EXPLANATORY NOTE
This Amendment No. 3 (“Amendment No. 3”) is being filed by Goff Family Investments, LP (“Family Investments”), Goff Capital, Inc. (“Goff Capital”), John C. Goff 2010 Family Trust (“Goff Family Trust”), JCG 2016 Holdings, LP (“Holdings”), JCG 2016 Management, LLC (“Holdings GP”), Goff Jones Strategic Partners, LLC (f/k/a Goff & Jones Lending Co, LLC) (“Goff Jones”), Travis Goff and John C. Goff (each a “Reporting Person” and, collectively, the “Reporting Persons”), and amends and supplements the statement on Schedule 13D filed on April 20, 2023 (the “Original Schedule 13D”), as amended by Amendment No. 1 to the Original Schedule 13D, filed on October 23, 2023, and Amendment No. 2 to the Original Schedule 13D, filed on March 11, 2024 (the “Prior Amendments” and, together with the Original 13D and this Amendment No. 3, this “Schedule 13D”) relating to the common shares, no par value (the “Common Shares”), of GameSquare Holdings, Inc. (the “Issuer”), whose principal executive offices are located at 6775 Cowboys Way, Ste. 1335, Frisco, Texas, USA, 75034. Except as specifically provided herein, this Amendment No. 3 does not modify any of the information previously reported in the Original Schedule 13D, as amended by the Prior Amendments. All capitalized terms used in this Amendment No. 3 and not otherwise defined herein shall have the meanings ascribed to such terms in the Original Schedule 13D, as amended by the Prior Amendments.
This Amendment No. 3 is being filed to report, among other things, (i) that Goff NextGen Holdings, LLC (“Goff NextGen”) no longer beneficially owns any Common Shares as a result of a distribution of Common Shares previously held by it to its members, Family Investments and Holdings (the “Distribution”), (ii) that the warrants to purchase Common Shares (the “Warrants”) held by certain of the Reporting Persons will become exercisable on September 8, 2024, and (iii) that the Issuer granted certain options to purchase Common Shares to Travis Goff on August 16, 2024.
Item 2. Identity and Background.
Item 2 of the Schedule 13D is hereby amended and supplemented to remove Goff NextGen as a Reporting Person as a result of the Distribution completed on June 24, 2024.
“The Schedule 13D is being filed by the following persons (each a “Reporting Person” and, collectively, the “Reporting Persons”):
Goff Family Investments, LP (“Family Investments”);
Goff Capital, Inc. (“Goff Capital”);
John C. Goff 2010 Family Trust (“Goff Family Trust”);
JCG 2016 Holdings, LP (“Holdings”);
JCG 2016 Management, LLC (“Holdings GP”);
Goff Jones Strategic Partners, LLC (f/k/a Goff & Jones Lending Co, LLC) (“Goff Jones”)
Travis Goff; and
John C. Goff.
Each of the Reporting Persons, except Family Investments, Goff Jones, John C. Goff and Travis Goff, is organized under the laws of the State of Texas. Holdings GP is a limited liability company. Goff Capital is a corporation. Holdings is a limited partnership. Goff Family Trust is a Texas trust. Family Investments is a limited partnership organized under the laws of the State of Delaware. Goff Jones is a limited liability company organized under the laws of the State of Delaware. John C. Goff and Travis Goff are citizens of the United States. Travis Goff serves as a member of the Board of Directors of the Issuer (the “Board”). The address of the principal office of the Reporting Persons is 500 Commerce St., Suite 700, Fort Worth, Texas 76102. The principal business of John C. Goff is investing in and managing securities and real estate assets. The principal business of Travis Goff is serving as an executive of investment companies. The remaining Reporting Persons are principally engaged in the business of investments in securities, including in securities of the Issuer.
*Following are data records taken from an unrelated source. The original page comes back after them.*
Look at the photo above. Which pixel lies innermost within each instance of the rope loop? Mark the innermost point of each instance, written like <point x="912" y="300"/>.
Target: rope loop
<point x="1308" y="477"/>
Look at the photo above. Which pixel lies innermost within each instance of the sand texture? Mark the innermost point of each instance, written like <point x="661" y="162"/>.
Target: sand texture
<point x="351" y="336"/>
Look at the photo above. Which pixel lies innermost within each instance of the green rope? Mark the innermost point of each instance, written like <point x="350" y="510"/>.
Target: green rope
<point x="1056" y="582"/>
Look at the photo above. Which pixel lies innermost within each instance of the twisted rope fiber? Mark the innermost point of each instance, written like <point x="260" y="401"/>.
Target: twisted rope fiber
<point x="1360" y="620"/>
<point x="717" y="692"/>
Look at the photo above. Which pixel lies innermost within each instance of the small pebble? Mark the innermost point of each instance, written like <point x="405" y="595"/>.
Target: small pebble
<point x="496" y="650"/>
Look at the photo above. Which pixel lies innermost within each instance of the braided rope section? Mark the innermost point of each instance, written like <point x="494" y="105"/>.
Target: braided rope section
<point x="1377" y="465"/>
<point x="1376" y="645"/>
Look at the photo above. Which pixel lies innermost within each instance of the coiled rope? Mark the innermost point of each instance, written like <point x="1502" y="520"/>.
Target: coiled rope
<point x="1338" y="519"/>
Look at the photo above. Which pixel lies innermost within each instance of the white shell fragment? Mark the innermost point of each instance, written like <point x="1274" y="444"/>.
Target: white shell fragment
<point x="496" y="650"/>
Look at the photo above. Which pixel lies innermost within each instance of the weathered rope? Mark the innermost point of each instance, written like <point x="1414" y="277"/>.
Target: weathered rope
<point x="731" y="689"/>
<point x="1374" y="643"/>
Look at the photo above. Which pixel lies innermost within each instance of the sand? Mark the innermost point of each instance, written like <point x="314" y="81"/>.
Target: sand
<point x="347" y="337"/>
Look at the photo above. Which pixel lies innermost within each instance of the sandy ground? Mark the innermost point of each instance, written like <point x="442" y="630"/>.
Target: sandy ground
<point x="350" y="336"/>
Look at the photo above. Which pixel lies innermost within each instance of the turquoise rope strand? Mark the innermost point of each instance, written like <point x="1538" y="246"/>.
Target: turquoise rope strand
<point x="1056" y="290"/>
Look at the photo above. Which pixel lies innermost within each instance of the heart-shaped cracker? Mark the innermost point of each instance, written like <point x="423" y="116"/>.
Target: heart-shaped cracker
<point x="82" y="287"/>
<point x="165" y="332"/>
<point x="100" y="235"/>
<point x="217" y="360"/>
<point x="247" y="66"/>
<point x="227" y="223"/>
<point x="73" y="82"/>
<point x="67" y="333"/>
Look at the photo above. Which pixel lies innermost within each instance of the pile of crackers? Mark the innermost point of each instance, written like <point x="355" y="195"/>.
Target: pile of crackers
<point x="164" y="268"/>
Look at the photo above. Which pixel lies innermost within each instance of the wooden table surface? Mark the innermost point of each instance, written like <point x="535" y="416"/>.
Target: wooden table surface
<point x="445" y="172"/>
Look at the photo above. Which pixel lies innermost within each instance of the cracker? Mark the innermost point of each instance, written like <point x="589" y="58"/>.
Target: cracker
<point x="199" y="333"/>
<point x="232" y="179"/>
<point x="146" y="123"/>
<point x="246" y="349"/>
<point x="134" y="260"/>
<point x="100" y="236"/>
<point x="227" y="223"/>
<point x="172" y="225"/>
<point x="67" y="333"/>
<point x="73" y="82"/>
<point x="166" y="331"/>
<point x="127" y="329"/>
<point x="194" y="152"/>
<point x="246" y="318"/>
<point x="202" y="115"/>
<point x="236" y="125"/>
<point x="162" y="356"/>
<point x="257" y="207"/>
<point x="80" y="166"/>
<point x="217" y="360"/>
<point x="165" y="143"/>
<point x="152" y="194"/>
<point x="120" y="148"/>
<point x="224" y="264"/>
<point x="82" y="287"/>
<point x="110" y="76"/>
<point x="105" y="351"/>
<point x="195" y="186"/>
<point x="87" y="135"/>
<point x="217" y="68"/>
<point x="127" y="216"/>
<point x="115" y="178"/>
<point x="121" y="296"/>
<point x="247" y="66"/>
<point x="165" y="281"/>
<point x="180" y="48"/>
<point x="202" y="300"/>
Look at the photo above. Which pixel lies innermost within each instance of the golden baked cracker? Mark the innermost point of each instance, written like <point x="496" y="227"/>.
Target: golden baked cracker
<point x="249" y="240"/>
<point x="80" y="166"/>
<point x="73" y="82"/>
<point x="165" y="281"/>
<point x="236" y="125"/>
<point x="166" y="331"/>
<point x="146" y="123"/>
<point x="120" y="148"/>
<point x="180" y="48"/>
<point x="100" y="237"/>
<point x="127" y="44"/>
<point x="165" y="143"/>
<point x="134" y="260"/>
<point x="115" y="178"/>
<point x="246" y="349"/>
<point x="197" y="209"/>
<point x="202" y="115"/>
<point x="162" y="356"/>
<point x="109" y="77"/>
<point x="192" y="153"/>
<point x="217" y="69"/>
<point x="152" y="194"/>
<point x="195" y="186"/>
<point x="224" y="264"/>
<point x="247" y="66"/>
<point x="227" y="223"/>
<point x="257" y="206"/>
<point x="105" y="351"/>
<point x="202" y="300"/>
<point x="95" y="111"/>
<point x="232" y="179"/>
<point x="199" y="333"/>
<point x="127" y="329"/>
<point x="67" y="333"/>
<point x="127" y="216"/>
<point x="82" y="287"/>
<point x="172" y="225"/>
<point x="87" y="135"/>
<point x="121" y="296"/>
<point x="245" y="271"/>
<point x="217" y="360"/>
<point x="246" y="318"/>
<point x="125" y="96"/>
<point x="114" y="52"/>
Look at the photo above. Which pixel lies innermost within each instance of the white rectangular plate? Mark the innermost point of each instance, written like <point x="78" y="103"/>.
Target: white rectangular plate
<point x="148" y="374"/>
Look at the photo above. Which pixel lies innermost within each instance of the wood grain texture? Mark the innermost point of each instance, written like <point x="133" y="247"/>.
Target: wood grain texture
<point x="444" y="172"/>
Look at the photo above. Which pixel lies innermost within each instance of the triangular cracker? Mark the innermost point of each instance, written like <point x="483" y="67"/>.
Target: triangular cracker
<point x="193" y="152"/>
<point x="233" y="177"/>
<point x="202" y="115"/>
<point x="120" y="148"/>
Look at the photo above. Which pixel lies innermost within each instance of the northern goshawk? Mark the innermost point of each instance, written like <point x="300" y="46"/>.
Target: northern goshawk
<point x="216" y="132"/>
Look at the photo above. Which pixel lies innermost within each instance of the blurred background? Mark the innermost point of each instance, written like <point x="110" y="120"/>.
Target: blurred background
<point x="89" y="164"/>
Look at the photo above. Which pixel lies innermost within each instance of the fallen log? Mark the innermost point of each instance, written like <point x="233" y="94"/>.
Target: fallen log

Each of the Reporting Persons files this Schedule 13D jointly. The Reporting Persons are filing this Statement jointly, as they may be considered a “group” under Section 13(d)(3) of the Securities and Exchange Act of 1934 (the “Exchange Act”). However, neither the fact of this filing nor anything contained herein shall be deemed to be an admission by the Reporting Persons that such a group exists. For a description of the relationship between the Reporting Persons, see Item 5 below.